' ' Cinema Romantico: Bone Tomahawk

Tuesday, January 19, 2016

Bone Tomahawk

S. Craig Zahler’s “Bone Tomahawk” is something of genre mash-up, one that begins as an offbeat western in classical garb before transforming into horror for its third act, so much so that by the time our principal characters wind up in a cave wearing their old west garb it almost feels like the original “Star Trek” where members of the Enterprise wound up in the old west. It’s not that this change in tone fails, exactly, but that this film is notable much more for its aesthetics than its narrative, and so when the film tries to turn itself into a meditation on vengeance as it wraps up that narrative, it stalls out. Still, the wind-up is pretty damn good, on account of across-the-board solid performances and dialogue that is colorful, wonderful, absolutely askew, of the time, baroque and really, really funny. Example: “Would you like some coffee?” “No need to stay awake.”

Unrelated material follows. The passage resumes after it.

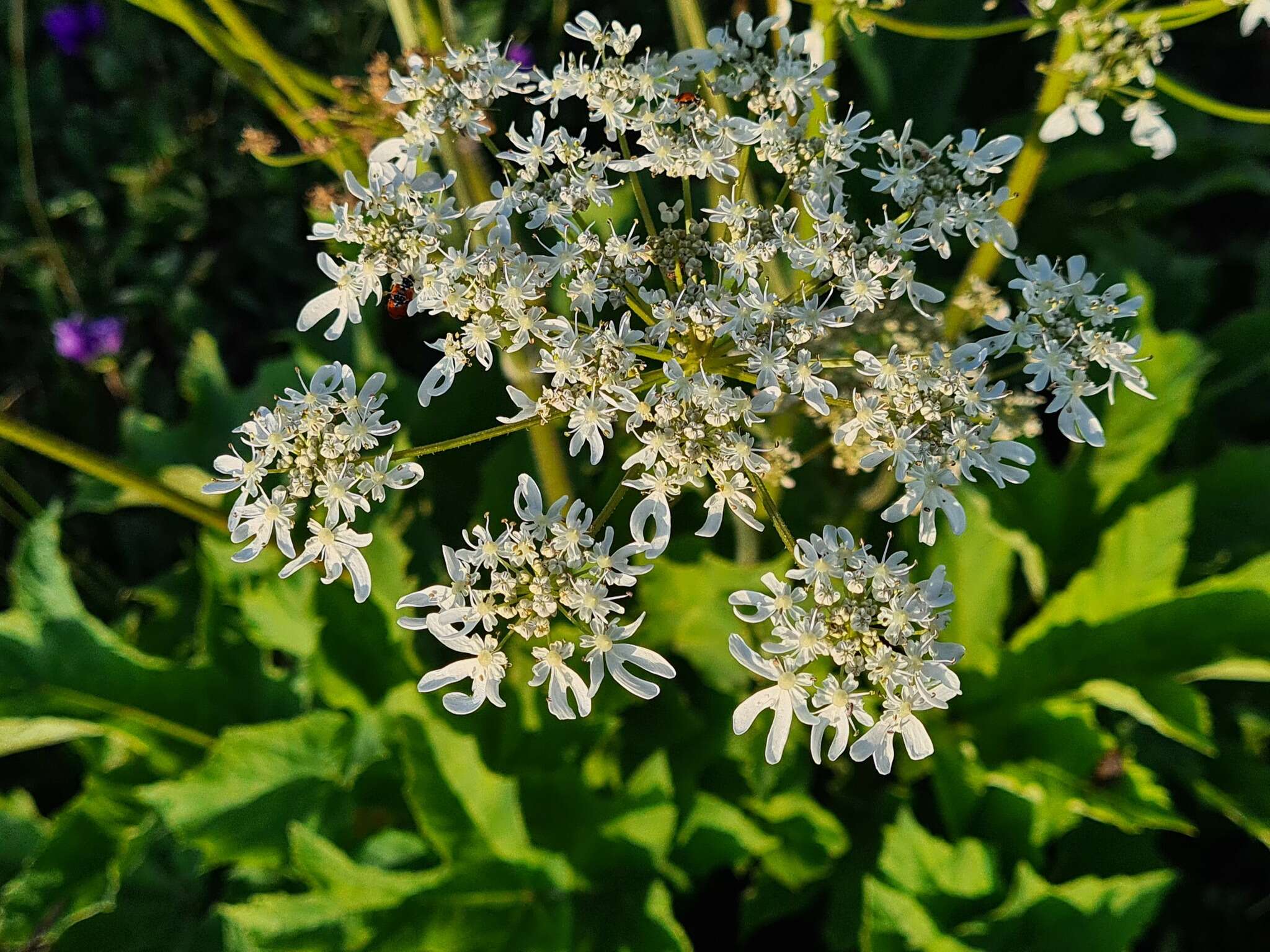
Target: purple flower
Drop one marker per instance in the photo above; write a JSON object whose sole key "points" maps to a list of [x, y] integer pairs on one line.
{"points": [[73, 25], [86, 340], [521, 54]]}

That line is proffered by Arthur O’Dwyer (Patrick Wilson), who as the film opens is sitting sullenly on his couch, nursing a leg he wounded after falling off his roof. “I advised you not to work on the roof during the storm, but you went up regardless, because you had a notion to get things done,” says his wife Samantha (Lili Simmons), who winds up kidnapped by a gang of cannibalistic Indians which triggers a rescue party. Well, Indians is not exactly the term the film provides. Indeed, the Sheriff, Franklin Hunt (Kurt Russell), calls on a local Indian for help gauging the situation and the Indian shows up looking like a man of industry and quickly dismisses the kidnappers not as Native Americans but inbred troglodytes. Indeed, they are less like Indians, frankly, than bizarre ash-covered aliens, unintelligible and cannibalistic, a unique clique that literally sews animal bones into their throats as a means to unleash macabre war cries.


And that’s what “Bone Tomahawk” does best – it creates. Consider the Learned Goat, the saloon in town where the bartender, played by fantastically dry Michael Pare, seems perpetually on edge, always waiting for some sort of trouble to befall him, less interested in dispensing advice then keeping his counter clean, and the elderly pianist (James Tolkan) sleeps at his keys, exhausted and seemingly near the end of his earthly run, comically running counter to the town name of Bright Hope.

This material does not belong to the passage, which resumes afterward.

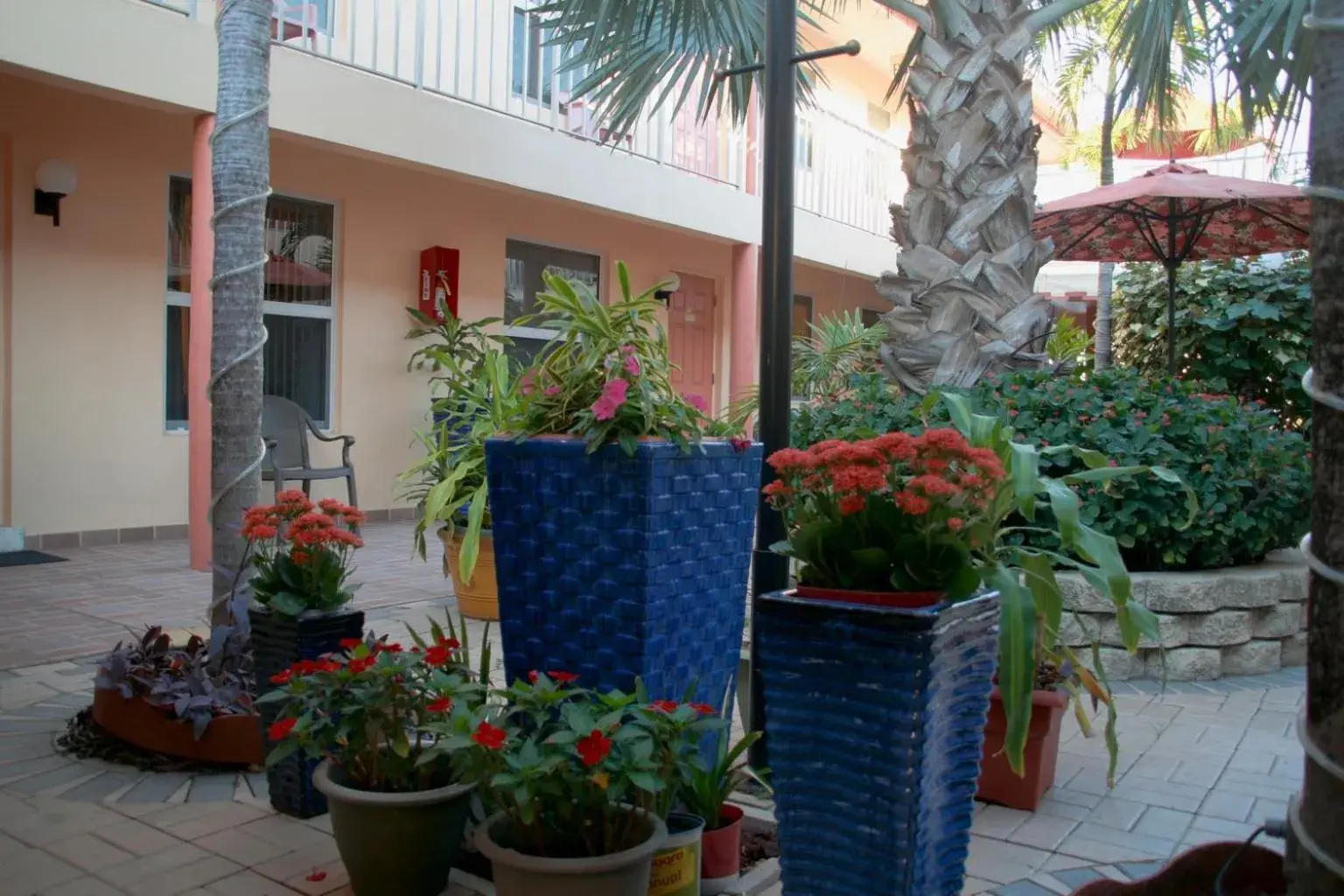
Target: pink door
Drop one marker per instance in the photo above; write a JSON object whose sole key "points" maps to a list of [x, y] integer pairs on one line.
{"points": [[691, 336]]}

Russell’s Sheriff is the weary, stone-faced epitome of the genre, but that’s sort of the point, and Zahler surrounds him with a stable of characters, like the first deputy (who always refers to himself in the third person) played by Richard Jenkins with a wisdom cultivated from a world-weary good humor. He joins the rescue party, along with O’Dwyer, played by Patrick Wilson almost like a pesky boy scout, his refusal to be left behind played more like a recurring joke than heroism. And the perfectly named Brooder, played by Matthew Fox in a regal all-white get-up, is sorely self-impressed, a cowboy version of Leo giving Gaga the side eye.

These middle passages of the four on the trail of the troglodytes are slow and wonderful, reveling in the petty disputes of a few disagreeable men, as if their male pride continually makes them forget just what it is they are actually on the trail to do, and often pausing simply to document the agony O’Dwyer undergoes simply to make this trek.

Everyone in this group has, for one reason or another, sworn vengeance against these evil Indians, a classical western ideal that “Bone Tomahawk” seeks to skewer, “Searchers”-style. But the movie mis-calculates by letting its heroes off the hook too easily, a means to give the conclusion more action rather than wry ruefulness, and turning the troglodytes into uncomplicated villains. Nevertheless, the film’s exceptional wordplay still gets the idea of revenge’s hollowness just right. In this case it is Samantha who supplies the wisdom, getting a line that stands with the best of exposing the western mythos. She hollers: “This is why frontier life is so difficult. Not because of the Indians or the elements, but because of the idiots.”